This document is one of a set of documents about how to work safely in different types of workplace. This guidance is intended for use by the construction sector. It first came into effect on 6 April 2020 and extends until further notice. Companies should consider their operations in light of this guidance.
This guide is underpinned by a spirit of collaborative working between companies and their workforce. Throughout, the term companies and trade union or workforce representatives is used in that context, recognising that companies have a legal responsibility to maintain workplace health and safety and must consult with the health and safety representative selected by a recognised trade union or, if there is not one, a representative chosen by workers. Companies cannot decide who the workforce representative will be.
In line with the joint position published by the Scottish Government and the relevant Health and Safety enforcement authorities, it is essential that employers carry out a COVID-19 risk assessment. These should be developed where possible together with union health and safety representatives. For workplaces, without union representation, union health and safety representatives will be available upon request to support the development of workplace risk assessments.
The guidance emphasises in particular the importance of undertaking a robust and ongoing risk based assessment with full input from trade union or workforce representatives, and to keep all risk mitigation measures under regular review so that workplaces continue to feel, and be, safe.
Publication of this guidance does not signal a change in Scotland’s lockdown policy, except where otherwise indicated.
The Coronavirus (COVID-19): framework for decision making – Scotland’s route map through and out of the crisis, was published on 21 May and states that in Phase 1: We are also planning for the construction sector to implement the first two phases in its restart plan (planning and pre-start site preparations) with a decision to move to 'phase 2' of the construction sector's plan (soft re-start) only after consulting with government to ensure it is safe to do so and in line with public health advice. Decisions on the timing of progression through phases will be made in line with the Route Map.
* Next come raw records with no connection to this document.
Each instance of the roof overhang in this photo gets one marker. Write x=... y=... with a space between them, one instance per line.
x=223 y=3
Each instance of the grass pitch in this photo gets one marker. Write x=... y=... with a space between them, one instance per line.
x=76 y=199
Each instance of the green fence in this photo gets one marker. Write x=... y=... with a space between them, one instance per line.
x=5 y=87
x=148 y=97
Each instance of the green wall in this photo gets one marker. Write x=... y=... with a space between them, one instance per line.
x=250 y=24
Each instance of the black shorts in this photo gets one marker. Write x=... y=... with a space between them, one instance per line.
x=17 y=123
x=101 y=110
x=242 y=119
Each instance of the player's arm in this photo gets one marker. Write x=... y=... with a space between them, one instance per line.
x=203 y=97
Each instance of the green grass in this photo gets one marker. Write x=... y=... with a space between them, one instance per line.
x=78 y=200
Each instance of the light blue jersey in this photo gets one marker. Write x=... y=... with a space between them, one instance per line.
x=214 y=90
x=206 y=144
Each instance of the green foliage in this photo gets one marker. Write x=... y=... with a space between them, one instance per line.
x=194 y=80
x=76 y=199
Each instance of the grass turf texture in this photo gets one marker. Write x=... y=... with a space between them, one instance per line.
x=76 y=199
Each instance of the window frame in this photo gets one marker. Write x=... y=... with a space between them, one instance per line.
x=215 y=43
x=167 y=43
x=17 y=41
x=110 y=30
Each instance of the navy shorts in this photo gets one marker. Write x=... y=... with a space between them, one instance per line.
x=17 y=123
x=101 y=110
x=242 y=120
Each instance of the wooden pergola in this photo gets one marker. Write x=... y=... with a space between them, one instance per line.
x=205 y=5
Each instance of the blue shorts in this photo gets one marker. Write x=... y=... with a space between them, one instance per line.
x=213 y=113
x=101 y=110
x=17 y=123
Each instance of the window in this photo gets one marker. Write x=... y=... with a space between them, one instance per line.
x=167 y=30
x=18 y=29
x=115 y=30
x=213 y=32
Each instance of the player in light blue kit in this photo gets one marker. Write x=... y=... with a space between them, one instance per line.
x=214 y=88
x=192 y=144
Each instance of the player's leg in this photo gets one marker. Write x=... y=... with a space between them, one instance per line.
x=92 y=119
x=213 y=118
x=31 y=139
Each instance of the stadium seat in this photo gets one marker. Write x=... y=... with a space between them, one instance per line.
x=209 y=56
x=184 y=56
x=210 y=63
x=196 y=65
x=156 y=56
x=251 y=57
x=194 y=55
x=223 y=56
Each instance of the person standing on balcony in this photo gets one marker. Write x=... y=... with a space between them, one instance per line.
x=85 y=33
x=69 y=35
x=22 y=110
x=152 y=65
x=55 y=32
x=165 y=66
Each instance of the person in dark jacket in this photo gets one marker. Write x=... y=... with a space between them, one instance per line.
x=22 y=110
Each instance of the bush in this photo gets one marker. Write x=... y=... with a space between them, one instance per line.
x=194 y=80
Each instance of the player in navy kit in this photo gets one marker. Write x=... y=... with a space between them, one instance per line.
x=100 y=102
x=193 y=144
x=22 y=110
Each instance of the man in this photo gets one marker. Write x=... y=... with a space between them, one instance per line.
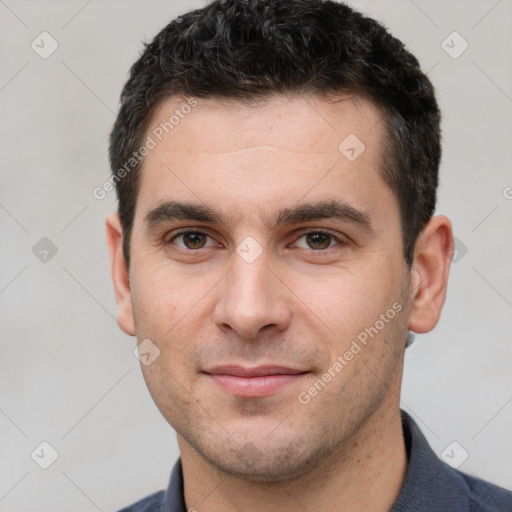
x=276 y=165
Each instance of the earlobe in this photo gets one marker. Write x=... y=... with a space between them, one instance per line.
x=431 y=266
x=120 y=274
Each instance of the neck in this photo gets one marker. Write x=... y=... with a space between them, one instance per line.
x=365 y=474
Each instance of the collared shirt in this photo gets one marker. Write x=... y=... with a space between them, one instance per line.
x=430 y=485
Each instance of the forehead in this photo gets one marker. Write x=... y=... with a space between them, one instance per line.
x=292 y=122
x=267 y=155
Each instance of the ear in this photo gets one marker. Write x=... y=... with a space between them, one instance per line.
x=120 y=274
x=431 y=266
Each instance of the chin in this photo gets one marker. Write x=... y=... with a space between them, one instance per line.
x=265 y=462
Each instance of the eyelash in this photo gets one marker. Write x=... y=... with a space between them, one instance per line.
x=302 y=235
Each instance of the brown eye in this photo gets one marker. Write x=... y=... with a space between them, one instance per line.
x=318 y=241
x=191 y=240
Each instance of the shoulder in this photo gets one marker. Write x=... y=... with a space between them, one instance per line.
x=151 y=503
x=486 y=497
x=431 y=484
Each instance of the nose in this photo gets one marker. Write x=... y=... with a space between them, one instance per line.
x=252 y=299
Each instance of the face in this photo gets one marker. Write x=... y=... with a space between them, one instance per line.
x=267 y=269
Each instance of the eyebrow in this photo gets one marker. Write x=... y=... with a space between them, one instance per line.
x=306 y=212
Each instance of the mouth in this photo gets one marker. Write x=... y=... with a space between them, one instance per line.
x=255 y=382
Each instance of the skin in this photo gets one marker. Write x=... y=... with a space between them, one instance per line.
x=297 y=304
Business and physical distancing
This guidance should be read in conjunction with the Scottish Government’s business and physical distancing guidance. It provides further guidance for the construction sector to help businesses determine what constitutes ‘essential’ work that may be able to continue.
As laid out in the business and physical distancing guidance, essential services are defined in relation to the 13 Critical National Infrastructure (CNI) sectors (energy; communications (Telecommunications, Public Broadcast, Postal Services, Internet), government, transport, finance, civil nuclear, defence, chemicals, space, health, food, water and waste, and emergency services). The 13 CNI sectors collectively provide the essential services on which daily life depends and each sector has critical interdependencies with the others.
The Scottish Government has initiated a broad collaborative process to develop sectoral guidance which will underpin that managed transition and provide clarity and confidence to industry, employees and local communities, protect public health and concurrently optimise economic recovery. Aligned with that we are reviewing and enhancing testing and enforcement arrangements, and ensuring that the guidance is coherent and connected, recognising for example transport and other inter-dependencies.
We are working with the UK Government to align our approach and guidance, where possible and on the basis of scientific evidence on the levels of infection in Scotland. This guidance aims to assist employers, businesses and their workforce ensure a safe working environment and readers will recognise consistent themes within this guidance with the UK Government’s Working Safely during COVID-19 publications.
The Scottish Government has high expectations of how fair work principles should be applied during the current crisis and have issued a joint statement with the STUC which should be taken into account when applying this guidance.
Companies should ensure their health and safety professionals and representatives have the skills, training and knowledge to understand the risks associated with COVID-19. Where companies and their workforce do not have access to these skills in-house they should together explore external support options to put in place appropriate mitigation measures, for example through their trade association, health and safety consultancies or trade union health and safety representatives. All can help companies understand the risks associated with different activities and situations within individual companies and offer the support managers and workers may require.
As the Test, Trace, Isolate, Support approach rolls out (Test and Protect as we are calling it), all workers should continue to follow health protection advice to isolate either themselves or as part of their households should anyone in the household exhibit COVID-19 symptoms. Advice within workplaces should continually remind people of the symptoms to look for and clear advice be provided on how to respond should symptoms become apparent at work. Advice for employers on helping staff who need to self-isolate is also available.
This document contains further guidance on construction sites and associated works that can continue under specific conditions.
There has been an unprecedented package of support announced from both the Scottish and UK Governments to support businesses.
This support should help many employers preserve their business, maintain jobs and pay their workers throughout this crisis. Information on this support is available through findbusinesssupport.gov.scot. We urge all businesses to make use of this.
In the event of construction site closures all available support measures must be utilised to protect the jobs and incomes of construction workers.